Scott was offered the position earlier this week by Pastor Carlos Craig, president of the conference, after a vote by the conference personnel committee supported the recommendation of the 25-member search committee. She is currently pastor of the Shelton (Washington) Adventist Church in the suburbs of Seattle.
A search for a new senior pastor has been underway since Pastor Mic Thurber left earlier this year after 10 years to become ministerial director for the denomination's Mid America Union Conference.

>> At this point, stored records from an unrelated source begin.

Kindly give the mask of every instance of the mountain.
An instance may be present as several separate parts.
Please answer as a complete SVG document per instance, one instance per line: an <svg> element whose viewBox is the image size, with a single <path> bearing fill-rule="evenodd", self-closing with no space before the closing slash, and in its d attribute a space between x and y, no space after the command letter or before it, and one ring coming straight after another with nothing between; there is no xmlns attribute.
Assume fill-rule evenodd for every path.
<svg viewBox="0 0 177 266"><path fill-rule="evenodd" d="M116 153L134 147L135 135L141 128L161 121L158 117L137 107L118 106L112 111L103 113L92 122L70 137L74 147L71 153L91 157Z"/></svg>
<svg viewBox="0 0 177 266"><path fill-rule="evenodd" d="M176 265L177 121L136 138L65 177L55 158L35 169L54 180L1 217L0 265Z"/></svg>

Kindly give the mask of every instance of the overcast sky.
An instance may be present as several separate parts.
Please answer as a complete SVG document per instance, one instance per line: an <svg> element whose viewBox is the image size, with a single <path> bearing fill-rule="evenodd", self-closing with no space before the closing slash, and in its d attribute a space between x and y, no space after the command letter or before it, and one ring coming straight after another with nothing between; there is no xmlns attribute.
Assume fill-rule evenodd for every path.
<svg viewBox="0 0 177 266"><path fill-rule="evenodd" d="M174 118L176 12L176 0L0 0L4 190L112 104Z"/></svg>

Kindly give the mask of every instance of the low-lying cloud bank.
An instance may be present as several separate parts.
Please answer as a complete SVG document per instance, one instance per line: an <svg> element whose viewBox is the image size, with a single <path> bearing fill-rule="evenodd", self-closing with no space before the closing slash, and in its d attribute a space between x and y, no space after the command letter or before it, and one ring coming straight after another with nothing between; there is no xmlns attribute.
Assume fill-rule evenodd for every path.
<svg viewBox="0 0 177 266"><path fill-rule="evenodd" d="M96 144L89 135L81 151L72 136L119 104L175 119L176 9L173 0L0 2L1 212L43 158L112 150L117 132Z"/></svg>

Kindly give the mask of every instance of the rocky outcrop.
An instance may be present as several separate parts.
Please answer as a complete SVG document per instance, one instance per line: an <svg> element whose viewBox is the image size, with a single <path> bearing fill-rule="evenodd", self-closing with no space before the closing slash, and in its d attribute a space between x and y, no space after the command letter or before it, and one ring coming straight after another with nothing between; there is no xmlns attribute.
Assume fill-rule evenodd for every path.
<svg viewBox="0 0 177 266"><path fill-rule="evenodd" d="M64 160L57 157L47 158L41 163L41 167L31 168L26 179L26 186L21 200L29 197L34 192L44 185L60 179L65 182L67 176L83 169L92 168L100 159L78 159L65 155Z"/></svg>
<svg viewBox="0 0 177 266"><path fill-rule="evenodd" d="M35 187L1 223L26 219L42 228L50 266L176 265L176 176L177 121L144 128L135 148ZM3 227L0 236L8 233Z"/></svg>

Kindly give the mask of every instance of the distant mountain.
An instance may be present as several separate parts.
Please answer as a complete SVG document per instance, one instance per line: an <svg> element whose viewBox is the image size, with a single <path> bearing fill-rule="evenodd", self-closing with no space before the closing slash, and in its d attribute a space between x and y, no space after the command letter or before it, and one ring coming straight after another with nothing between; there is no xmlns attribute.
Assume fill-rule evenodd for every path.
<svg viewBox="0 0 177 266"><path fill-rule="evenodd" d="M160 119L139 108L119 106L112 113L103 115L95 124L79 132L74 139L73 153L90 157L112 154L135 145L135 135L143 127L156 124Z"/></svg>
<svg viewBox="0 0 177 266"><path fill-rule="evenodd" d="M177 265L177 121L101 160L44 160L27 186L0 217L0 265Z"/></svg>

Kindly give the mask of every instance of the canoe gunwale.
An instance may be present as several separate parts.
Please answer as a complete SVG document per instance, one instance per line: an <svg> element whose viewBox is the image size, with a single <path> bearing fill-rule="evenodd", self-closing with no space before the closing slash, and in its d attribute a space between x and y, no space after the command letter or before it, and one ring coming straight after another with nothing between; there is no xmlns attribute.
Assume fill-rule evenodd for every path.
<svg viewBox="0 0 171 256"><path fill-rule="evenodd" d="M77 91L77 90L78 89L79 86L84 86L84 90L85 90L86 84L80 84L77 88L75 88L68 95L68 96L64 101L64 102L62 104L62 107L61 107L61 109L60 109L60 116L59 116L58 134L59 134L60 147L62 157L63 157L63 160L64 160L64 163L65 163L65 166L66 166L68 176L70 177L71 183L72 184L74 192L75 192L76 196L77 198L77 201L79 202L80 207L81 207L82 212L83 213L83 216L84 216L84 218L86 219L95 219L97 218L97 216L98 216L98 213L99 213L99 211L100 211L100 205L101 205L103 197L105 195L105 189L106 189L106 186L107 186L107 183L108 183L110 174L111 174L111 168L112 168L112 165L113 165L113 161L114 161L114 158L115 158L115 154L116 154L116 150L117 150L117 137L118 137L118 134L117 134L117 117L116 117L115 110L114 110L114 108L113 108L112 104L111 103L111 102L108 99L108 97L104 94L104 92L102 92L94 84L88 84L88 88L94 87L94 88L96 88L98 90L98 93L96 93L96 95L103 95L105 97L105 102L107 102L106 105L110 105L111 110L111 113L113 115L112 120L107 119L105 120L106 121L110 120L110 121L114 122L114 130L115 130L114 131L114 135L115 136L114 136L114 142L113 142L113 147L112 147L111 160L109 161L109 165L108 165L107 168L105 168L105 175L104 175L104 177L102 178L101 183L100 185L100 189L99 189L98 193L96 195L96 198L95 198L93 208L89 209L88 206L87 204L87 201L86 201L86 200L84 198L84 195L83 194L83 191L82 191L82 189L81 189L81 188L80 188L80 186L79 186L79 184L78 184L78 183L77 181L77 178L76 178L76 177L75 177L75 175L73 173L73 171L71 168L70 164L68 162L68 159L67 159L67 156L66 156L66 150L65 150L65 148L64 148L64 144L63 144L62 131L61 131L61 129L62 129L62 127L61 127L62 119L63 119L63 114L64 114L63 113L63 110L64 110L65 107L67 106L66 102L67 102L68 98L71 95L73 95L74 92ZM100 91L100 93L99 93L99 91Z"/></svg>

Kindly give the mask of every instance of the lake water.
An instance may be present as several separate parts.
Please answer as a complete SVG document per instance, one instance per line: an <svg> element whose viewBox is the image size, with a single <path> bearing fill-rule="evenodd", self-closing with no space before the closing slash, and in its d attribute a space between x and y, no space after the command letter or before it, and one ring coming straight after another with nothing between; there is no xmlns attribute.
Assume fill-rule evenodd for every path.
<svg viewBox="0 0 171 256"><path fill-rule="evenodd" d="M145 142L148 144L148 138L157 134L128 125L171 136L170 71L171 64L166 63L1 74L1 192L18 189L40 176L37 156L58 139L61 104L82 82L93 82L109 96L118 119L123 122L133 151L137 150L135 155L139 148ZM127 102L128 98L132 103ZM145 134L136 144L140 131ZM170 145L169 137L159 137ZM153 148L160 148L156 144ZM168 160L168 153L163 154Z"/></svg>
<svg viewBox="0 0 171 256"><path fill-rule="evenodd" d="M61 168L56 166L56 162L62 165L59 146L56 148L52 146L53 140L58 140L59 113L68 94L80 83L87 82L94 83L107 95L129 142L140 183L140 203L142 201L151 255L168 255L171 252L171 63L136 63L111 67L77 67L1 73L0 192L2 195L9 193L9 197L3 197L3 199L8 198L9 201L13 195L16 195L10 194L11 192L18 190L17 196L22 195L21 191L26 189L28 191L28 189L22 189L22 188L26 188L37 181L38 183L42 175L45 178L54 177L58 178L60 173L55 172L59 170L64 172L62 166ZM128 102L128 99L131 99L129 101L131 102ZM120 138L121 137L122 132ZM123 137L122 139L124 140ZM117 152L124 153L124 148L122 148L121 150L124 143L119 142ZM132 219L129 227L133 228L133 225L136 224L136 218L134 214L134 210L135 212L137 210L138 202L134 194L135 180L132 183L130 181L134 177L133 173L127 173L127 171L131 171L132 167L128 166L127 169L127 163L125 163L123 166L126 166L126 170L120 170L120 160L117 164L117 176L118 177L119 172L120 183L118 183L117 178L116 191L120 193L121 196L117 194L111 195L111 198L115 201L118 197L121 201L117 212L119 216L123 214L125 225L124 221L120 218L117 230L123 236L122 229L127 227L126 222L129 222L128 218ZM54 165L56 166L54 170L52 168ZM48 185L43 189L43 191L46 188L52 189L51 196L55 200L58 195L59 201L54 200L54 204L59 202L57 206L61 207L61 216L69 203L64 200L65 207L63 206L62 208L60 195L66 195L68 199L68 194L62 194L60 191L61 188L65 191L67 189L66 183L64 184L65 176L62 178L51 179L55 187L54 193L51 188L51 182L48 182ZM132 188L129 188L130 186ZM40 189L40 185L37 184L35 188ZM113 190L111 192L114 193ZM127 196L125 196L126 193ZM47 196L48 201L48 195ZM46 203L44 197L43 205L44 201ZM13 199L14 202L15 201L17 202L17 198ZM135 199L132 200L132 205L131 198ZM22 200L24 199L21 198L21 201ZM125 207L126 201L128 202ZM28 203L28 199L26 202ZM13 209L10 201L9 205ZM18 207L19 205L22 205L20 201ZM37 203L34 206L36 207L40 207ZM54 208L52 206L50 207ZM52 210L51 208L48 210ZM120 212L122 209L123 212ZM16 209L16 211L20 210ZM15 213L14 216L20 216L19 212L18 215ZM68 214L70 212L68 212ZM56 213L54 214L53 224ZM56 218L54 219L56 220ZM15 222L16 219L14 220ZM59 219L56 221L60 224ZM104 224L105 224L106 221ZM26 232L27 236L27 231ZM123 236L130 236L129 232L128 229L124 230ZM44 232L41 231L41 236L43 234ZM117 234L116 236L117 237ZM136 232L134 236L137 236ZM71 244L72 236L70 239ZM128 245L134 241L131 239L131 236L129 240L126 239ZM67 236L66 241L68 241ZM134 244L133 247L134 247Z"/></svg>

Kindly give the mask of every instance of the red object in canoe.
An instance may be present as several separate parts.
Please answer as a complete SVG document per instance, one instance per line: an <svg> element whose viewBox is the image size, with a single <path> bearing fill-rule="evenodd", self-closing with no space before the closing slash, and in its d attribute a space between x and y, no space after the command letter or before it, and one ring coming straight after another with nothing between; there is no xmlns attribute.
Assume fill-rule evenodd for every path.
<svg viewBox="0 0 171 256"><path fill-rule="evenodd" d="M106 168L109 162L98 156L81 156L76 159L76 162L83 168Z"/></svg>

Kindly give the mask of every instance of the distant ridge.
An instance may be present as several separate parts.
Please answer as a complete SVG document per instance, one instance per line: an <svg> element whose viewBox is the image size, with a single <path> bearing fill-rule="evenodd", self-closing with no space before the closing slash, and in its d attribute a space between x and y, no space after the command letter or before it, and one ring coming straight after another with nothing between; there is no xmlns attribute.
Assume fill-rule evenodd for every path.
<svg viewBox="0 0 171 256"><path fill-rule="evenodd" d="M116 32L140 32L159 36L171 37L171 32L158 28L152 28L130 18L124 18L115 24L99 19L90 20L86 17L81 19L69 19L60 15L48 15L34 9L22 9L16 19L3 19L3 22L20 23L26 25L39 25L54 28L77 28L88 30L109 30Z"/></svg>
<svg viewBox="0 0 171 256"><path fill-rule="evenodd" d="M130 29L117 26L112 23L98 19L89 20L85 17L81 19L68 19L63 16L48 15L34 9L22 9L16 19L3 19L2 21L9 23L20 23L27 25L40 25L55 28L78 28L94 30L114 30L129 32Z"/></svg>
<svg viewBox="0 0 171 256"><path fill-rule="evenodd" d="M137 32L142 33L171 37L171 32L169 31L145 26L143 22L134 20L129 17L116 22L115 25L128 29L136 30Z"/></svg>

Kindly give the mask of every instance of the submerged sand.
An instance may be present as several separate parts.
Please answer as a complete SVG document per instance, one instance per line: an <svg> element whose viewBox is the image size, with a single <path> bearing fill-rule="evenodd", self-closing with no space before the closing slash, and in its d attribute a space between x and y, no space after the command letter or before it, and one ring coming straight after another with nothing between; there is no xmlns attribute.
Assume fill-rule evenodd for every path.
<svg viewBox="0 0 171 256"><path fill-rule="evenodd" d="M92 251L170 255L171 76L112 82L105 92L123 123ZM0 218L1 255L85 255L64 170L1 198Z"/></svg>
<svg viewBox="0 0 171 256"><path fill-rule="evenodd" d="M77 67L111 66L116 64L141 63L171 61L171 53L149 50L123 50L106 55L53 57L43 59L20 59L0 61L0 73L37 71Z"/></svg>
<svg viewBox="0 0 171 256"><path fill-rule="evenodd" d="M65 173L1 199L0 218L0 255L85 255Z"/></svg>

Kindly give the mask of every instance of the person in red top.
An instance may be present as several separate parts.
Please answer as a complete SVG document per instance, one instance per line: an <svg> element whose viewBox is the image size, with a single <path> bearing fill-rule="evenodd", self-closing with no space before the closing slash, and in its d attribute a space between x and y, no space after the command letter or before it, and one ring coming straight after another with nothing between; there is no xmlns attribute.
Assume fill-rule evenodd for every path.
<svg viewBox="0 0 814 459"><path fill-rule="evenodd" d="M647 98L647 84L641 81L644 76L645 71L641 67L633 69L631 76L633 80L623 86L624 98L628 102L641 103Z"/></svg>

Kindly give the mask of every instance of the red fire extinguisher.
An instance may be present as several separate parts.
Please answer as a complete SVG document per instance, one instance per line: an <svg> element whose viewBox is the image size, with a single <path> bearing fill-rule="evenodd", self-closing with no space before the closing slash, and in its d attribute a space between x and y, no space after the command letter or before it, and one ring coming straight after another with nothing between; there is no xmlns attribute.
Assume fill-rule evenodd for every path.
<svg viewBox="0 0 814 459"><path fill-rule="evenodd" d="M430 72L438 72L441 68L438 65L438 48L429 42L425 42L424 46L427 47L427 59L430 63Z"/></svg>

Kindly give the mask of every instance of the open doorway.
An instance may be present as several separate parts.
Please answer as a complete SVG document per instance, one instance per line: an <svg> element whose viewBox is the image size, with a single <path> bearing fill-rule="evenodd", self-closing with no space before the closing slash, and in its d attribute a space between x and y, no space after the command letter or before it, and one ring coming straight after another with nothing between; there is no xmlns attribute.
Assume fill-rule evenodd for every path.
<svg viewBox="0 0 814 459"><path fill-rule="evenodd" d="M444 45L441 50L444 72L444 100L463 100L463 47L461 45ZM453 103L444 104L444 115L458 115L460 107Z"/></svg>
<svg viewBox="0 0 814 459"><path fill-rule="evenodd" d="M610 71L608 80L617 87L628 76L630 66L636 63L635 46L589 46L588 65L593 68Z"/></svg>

The search committee looked at 50 candidates, according to Stafford, and Scott was their top choice.
Scott is a 1991 graduate of Washington Adventist University and earned a master's degree in theology at Fuller Theological Seminary in Pasadena, California, in 1997. She has served as an associate pastor at Loma Linda University Church in California and the Green Lake Church in Seattle. With her husband, Robert, she has two children: Camryn, 13, who will be in the eighth grade, and Caeden, 10, a sixth grader.
Scott is not the first woman to lead one of the largest congregations in the Adventist Church. Pastor Chris Oberg is senior minister at the 2,750-member La Sierra University Church in Riverside, California. Before Oberg began her tenure at La Sierra, Dr. Hyveth Williams, now a seminary homiletics professor at Andrews University, was senior pastor at the 1,400-member Campus Hill Church in Loma Linda.
"Not only is this good for the Keene Church, because Scott is a very gifted spiritual leader," a retired pastor told Adventist Today, "this is further evidence that the Adventist Church is coming to the end of an era of gender discrimination in the ministry that began in the 1920s." Neither the North Pacific Union Conference where Scott is now employed nor the Southwestern Union Conference where she will be employed have voted to issue ordained minister credentials to women serving as pastors. The Theology of Ordination Study Committee appointed by the General Conference meets again later this month.